In the classic Correlation Clustering problem introduced by Bansal, Blum, and Chawla~(FOCS 2002), the input is a complete graph where edges are labeled either $+$ or $-$, and the goal is to find a partition of the vertices that minimizes the sum of the +edges across parts plus the sum of the -edges within parts. In recent years, Chawla, Makarychev, Schramm and Yaroslavtsev~(STOC 2015) gave a 2.06-approximation by providing a near-optimal rounding of the standard LP, and Cohen-Addad, Lee, Li, and Newman~(FOCS 2022, 2023) finally bypassed the integrality gap of 2 for this LP giving a $1.73$-approximation for the problem. In order to create a simple and unified framework for Correlation Clustering similar to those for {\em typical} approximate optimization tasks, we propose the {\em cluster LP} as a strong linear program that might tightly capture the approximability of Correlation Clustering. It unifies all the previous relaxations for the problem. We demonstrate the power of the cluster LP by presenting a simple rounding algorithm, and providing two analyses, one analytically proving a 1.49-approximation and the other solving a factor-revealing SDP to show a 1.437-approximation. Both proofs introduce principled methods by which to analyze the performance of the algorithm, resulting in a significantly improved approximation guarantee. Finally, we prove an integrality gap of $4/3$ for the cluster LP, showing our 1.437-upper bound cannot be drastically improved.
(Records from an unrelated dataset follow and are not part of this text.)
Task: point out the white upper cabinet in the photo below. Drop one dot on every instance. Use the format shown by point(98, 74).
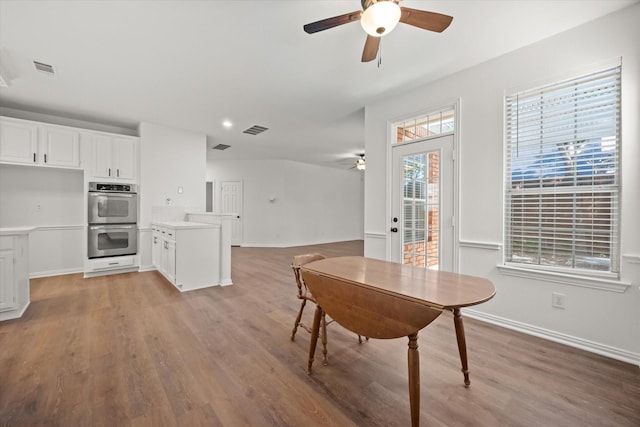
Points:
point(114, 157)
point(33, 143)
point(60, 146)
point(18, 141)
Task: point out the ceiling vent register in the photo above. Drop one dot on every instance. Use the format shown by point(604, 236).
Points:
point(45, 68)
point(255, 129)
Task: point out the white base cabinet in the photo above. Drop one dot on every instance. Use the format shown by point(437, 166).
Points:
point(14, 273)
point(187, 253)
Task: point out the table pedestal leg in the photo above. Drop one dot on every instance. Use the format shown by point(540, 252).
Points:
point(315, 329)
point(462, 344)
point(414, 379)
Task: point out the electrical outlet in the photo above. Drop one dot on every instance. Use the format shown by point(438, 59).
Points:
point(558, 300)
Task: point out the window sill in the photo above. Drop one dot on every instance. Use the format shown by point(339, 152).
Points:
point(604, 284)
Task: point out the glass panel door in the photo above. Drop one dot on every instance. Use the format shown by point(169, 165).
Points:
point(421, 209)
point(423, 204)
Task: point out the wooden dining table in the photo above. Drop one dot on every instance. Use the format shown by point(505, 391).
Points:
point(385, 300)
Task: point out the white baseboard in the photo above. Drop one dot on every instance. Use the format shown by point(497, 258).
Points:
point(38, 274)
point(591, 346)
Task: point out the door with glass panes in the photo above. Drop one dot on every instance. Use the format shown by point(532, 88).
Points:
point(422, 222)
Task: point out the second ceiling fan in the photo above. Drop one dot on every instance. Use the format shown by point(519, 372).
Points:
point(379, 17)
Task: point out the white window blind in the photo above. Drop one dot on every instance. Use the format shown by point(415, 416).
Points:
point(562, 175)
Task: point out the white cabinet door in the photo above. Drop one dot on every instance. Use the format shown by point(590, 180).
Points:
point(125, 157)
point(60, 147)
point(18, 141)
point(8, 281)
point(101, 155)
point(171, 261)
point(156, 250)
point(114, 157)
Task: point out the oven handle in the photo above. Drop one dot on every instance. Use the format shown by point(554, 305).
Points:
point(111, 227)
point(111, 194)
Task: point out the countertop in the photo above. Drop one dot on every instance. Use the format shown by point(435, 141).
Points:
point(183, 225)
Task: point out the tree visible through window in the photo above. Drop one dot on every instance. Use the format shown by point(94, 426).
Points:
point(562, 174)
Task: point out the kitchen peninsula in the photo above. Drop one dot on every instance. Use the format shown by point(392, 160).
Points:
point(187, 253)
point(14, 265)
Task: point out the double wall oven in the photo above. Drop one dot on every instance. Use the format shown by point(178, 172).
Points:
point(112, 217)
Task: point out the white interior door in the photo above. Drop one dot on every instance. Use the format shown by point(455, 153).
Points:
point(423, 203)
point(231, 202)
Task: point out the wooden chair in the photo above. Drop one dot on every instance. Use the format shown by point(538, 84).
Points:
point(305, 295)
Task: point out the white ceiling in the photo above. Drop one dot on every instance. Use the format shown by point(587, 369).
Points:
point(192, 64)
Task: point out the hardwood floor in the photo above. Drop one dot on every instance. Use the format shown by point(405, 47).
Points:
point(130, 349)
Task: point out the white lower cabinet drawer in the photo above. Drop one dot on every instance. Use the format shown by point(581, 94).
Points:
point(106, 263)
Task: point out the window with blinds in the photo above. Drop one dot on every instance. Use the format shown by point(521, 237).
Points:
point(562, 175)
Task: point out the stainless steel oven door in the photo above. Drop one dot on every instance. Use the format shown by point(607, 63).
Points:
point(112, 208)
point(112, 240)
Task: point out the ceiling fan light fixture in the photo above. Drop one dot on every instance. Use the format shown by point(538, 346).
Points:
point(380, 18)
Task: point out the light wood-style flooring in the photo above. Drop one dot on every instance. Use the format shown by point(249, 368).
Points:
point(130, 350)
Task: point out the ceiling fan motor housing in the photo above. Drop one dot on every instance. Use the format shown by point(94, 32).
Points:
point(379, 16)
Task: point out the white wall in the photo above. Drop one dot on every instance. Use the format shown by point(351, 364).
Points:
point(53, 200)
point(171, 160)
point(602, 321)
point(313, 204)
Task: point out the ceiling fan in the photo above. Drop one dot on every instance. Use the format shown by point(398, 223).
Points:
point(378, 18)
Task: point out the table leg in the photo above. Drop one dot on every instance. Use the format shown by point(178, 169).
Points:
point(462, 344)
point(414, 379)
point(323, 337)
point(315, 329)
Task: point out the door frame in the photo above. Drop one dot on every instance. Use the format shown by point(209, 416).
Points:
point(456, 175)
point(239, 221)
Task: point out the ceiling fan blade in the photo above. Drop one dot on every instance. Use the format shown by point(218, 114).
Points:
point(426, 20)
point(370, 48)
point(325, 24)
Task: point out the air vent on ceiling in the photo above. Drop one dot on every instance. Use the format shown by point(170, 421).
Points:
point(45, 68)
point(255, 129)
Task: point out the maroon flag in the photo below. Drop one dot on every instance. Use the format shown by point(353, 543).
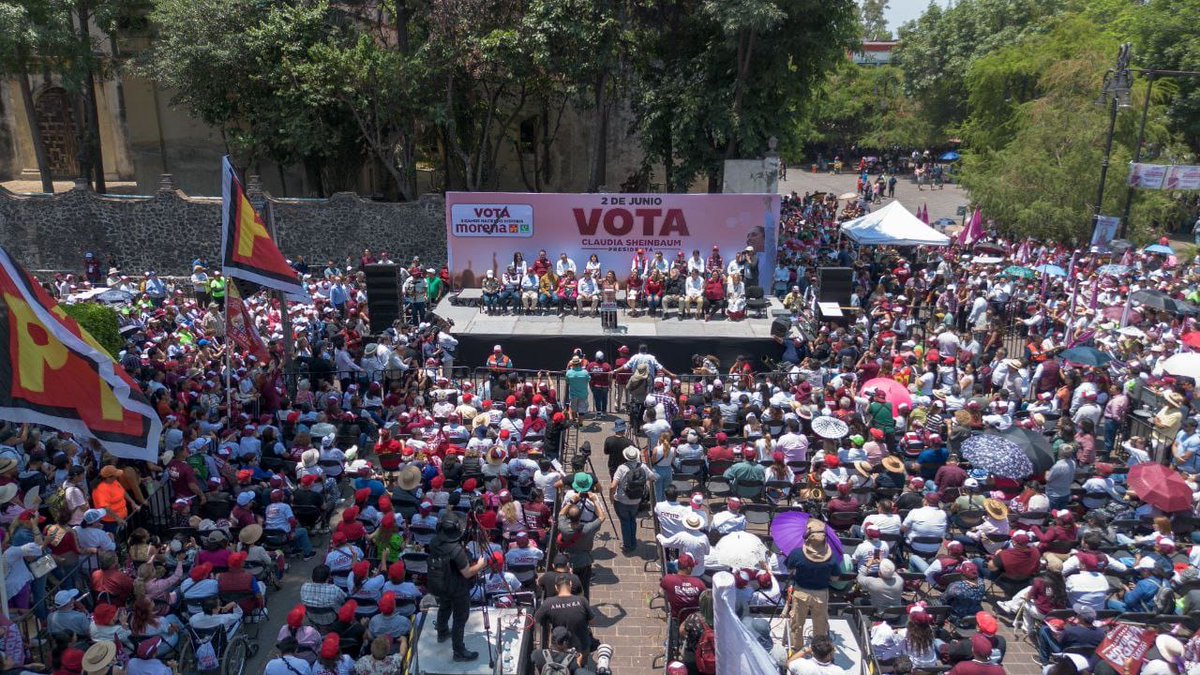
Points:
point(240, 326)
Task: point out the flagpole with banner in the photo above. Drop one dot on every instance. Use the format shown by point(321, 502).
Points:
point(55, 374)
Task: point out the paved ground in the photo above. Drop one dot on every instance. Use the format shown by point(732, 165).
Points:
point(942, 203)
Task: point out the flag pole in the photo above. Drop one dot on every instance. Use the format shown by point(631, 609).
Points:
point(285, 316)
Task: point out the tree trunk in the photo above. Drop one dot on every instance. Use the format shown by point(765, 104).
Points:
point(35, 131)
point(600, 147)
point(91, 114)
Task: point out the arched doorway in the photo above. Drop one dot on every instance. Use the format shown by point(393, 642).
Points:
point(55, 120)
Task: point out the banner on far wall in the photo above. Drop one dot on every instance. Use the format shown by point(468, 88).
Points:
point(485, 228)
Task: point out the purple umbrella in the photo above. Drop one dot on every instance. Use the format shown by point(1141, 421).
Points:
point(789, 529)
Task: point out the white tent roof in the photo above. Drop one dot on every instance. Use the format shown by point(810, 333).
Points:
point(893, 226)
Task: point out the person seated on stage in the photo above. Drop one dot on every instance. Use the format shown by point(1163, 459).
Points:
point(529, 291)
point(736, 298)
point(491, 287)
point(714, 294)
point(589, 294)
point(654, 290)
point(546, 287)
point(634, 291)
point(510, 290)
point(567, 292)
point(694, 293)
point(673, 291)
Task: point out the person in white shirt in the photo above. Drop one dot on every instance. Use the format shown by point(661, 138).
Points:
point(689, 541)
point(670, 512)
point(924, 521)
point(564, 264)
point(694, 294)
point(588, 294)
point(731, 519)
point(529, 291)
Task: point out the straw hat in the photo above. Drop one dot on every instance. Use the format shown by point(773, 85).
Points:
point(863, 469)
point(99, 656)
point(995, 509)
point(251, 533)
point(409, 478)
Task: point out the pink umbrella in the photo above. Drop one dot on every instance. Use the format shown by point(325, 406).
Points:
point(893, 392)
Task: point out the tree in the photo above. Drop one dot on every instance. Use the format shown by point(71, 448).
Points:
point(875, 23)
point(937, 49)
point(1038, 174)
point(239, 66)
point(717, 79)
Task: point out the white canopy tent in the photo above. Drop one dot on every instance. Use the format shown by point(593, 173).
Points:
point(893, 226)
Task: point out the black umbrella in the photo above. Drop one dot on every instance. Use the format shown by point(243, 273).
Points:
point(1035, 444)
point(1159, 300)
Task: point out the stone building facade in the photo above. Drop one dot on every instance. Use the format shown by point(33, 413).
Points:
point(166, 231)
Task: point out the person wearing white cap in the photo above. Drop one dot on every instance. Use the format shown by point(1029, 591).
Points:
point(689, 541)
point(70, 616)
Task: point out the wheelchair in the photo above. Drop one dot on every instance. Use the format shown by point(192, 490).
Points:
point(229, 652)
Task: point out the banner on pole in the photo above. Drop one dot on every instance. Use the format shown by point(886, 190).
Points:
point(54, 372)
point(1105, 231)
point(485, 228)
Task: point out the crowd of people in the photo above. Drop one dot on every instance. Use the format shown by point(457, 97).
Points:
point(1000, 435)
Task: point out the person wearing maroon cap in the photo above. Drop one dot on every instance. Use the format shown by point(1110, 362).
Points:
point(682, 590)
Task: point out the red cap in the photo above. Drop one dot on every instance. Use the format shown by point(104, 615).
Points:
point(295, 617)
point(331, 646)
point(202, 572)
point(388, 603)
point(396, 572)
point(105, 614)
point(361, 569)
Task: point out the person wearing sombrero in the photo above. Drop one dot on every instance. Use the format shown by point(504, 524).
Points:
point(813, 566)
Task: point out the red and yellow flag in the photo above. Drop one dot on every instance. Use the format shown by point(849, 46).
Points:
point(240, 326)
point(247, 250)
point(53, 372)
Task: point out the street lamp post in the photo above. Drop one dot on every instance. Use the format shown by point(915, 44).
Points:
point(1117, 84)
point(1151, 76)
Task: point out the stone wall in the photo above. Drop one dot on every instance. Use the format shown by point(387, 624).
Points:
point(168, 230)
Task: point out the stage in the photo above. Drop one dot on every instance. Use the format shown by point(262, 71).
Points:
point(545, 342)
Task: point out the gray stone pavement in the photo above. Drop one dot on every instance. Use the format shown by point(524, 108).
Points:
point(942, 203)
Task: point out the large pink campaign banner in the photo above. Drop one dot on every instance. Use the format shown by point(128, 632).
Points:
point(484, 230)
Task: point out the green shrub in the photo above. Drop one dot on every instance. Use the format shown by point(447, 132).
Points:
point(101, 322)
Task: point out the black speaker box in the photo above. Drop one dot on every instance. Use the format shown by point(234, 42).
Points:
point(835, 285)
point(384, 302)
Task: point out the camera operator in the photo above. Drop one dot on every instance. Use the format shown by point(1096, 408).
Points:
point(450, 578)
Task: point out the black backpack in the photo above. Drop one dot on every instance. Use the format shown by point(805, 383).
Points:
point(634, 483)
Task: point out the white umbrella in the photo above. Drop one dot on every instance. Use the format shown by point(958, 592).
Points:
point(1186, 364)
point(829, 428)
point(739, 549)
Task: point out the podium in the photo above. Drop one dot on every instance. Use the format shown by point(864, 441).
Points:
point(609, 316)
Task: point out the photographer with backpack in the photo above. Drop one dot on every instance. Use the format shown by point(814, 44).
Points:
point(628, 489)
point(450, 578)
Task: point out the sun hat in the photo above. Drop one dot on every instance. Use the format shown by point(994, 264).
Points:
point(582, 482)
point(99, 656)
point(251, 533)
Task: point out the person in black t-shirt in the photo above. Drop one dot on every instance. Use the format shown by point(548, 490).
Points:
point(547, 584)
point(455, 596)
point(569, 611)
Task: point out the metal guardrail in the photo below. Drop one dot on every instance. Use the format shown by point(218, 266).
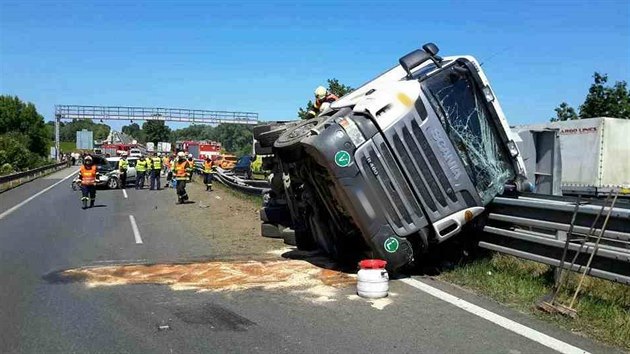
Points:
point(242, 185)
point(15, 179)
point(536, 228)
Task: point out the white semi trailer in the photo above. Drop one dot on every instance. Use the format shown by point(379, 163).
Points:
point(595, 154)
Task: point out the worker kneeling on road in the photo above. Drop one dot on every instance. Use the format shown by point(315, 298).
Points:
point(141, 170)
point(156, 169)
point(181, 167)
point(207, 173)
point(87, 175)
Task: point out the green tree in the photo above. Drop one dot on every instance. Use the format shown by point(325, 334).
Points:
point(334, 87)
point(156, 131)
point(564, 112)
point(68, 130)
point(22, 118)
point(606, 101)
point(15, 154)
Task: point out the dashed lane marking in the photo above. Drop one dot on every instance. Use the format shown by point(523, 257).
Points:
point(134, 227)
point(24, 202)
point(506, 323)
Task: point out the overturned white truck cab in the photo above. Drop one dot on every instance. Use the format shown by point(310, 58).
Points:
point(403, 162)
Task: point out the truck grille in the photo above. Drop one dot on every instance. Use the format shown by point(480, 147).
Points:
point(396, 199)
point(419, 162)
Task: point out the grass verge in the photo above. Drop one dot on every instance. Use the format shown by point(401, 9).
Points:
point(256, 200)
point(603, 307)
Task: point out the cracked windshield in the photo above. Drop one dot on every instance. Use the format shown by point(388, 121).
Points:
point(465, 117)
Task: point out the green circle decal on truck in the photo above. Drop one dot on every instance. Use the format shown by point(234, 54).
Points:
point(342, 158)
point(391, 245)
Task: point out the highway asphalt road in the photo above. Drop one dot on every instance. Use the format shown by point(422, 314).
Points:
point(40, 314)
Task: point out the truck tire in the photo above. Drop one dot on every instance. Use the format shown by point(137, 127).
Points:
point(270, 231)
point(304, 240)
point(267, 138)
point(289, 237)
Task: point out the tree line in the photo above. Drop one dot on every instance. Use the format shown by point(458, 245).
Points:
point(24, 139)
point(235, 138)
point(602, 100)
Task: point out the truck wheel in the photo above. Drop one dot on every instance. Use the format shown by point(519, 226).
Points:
point(304, 240)
point(289, 237)
point(267, 139)
point(113, 183)
point(259, 150)
point(270, 230)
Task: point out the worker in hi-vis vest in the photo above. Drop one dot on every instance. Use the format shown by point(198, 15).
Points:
point(207, 173)
point(156, 169)
point(87, 175)
point(141, 170)
point(180, 173)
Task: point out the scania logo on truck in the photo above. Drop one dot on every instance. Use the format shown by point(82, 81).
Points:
point(372, 166)
point(446, 153)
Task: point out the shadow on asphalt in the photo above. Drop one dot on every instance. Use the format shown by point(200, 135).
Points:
point(321, 260)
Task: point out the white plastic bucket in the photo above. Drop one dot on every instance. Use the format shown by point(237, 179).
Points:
point(372, 279)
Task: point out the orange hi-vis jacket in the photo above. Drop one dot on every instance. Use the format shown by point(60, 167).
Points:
point(88, 175)
point(181, 170)
point(207, 167)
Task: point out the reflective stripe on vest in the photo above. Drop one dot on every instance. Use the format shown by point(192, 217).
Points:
point(88, 175)
point(157, 163)
point(141, 166)
point(207, 167)
point(181, 170)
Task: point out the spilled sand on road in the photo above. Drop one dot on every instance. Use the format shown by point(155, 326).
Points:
point(299, 277)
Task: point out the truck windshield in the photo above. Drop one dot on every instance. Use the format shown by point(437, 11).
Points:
point(461, 107)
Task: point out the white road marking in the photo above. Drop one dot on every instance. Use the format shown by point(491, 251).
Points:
point(18, 206)
point(134, 227)
point(508, 324)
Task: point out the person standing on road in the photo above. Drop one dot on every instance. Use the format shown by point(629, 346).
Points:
point(123, 166)
point(87, 176)
point(323, 98)
point(207, 173)
point(141, 170)
point(147, 175)
point(156, 169)
point(191, 167)
point(180, 172)
point(166, 164)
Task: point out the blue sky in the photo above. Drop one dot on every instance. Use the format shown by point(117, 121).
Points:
point(267, 57)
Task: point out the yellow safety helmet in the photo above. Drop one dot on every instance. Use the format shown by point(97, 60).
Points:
point(320, 92)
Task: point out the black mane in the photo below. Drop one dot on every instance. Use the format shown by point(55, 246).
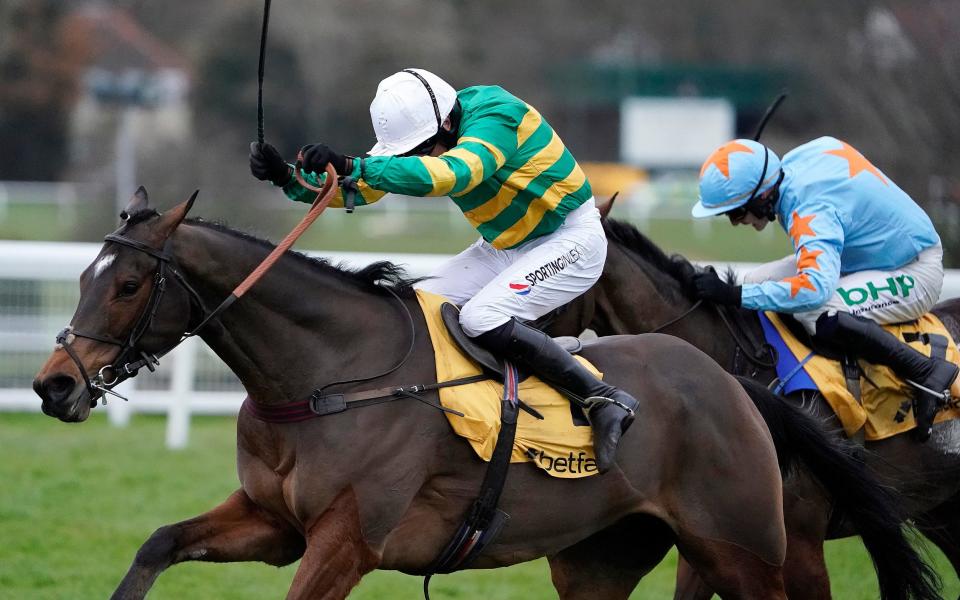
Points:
point(628, 236)
point(375, 276)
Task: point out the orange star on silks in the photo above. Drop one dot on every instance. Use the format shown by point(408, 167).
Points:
point(721, 157)
point(800, 226)
point(799, 282)
point(808, 259)
point(857, 161)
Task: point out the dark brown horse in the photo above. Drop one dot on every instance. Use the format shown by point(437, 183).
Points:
point(385, 486)
point(642, 290)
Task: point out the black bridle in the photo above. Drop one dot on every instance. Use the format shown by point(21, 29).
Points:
point(131, 358)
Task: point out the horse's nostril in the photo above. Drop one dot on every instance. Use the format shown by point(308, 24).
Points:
point(59, 387)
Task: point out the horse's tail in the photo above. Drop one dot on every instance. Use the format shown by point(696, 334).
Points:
point(872, 508)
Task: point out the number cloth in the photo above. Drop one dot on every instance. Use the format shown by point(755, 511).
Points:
point(886, 409)
point(561, 444)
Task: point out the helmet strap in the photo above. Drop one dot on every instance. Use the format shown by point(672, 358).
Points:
point(764, 207)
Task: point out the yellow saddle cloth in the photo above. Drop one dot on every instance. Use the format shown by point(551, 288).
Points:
point(556, 444)
point(887, 408)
Our gap instance directly inspires an improved NP-hardness of approximation with a ratio $24/23 \approx 1.042$; no explicit hardness ratio was known before.

翻译：在Bansal、Blum和Chawla（FOCS 2002）引入的经典相关性聚类问题中，输入是一个完全图，其中每条边被标记为$+$或$-$，目标是找到一个顶点划分，使得跨部分的+边之和与部分内的-边之和最小化。近年来，Chawla、Makarychev、Schramm和Yaroslavtsev（STOC 2015）通过提供标准线性规划的近优舍入方法给出了2.06近似比，而Cohen-Addad、Lee、Li和Newman（FOCS 2022, 2023）最终突破了该线性规划的2-整数性间隙，给出了该问题的$1.73$-近似比。为了为相关性聚类建立一个类似于{\em典型}近似优化任务的简单统一框架，我们提出了{\em簇线性规划}，这是一个强大的线性规划，可能能够紧密刻画相关性聚类的可近似性。它统一了该问题的所有先前松弛方法。我们通过提出一个简单的舍入算法，并给出两种分析来展示簇线性规划的威力：一种分析通过解析方法证明了1.49-近似比，另一种通过求解因子揭示半定规划得到了1.437-近似比。两种证明都引入了分析算法性能的原理性方法，从而显著改进了近似保证。最后，我们证明了簇线性规划具有$4/3$的整数性间隙，显示我们的1.437上界无法大幅改进。我们的间隙实例直接启发了一个改进的NP难近似比$24/23 \approx 1.042$；此前未见显式难度比。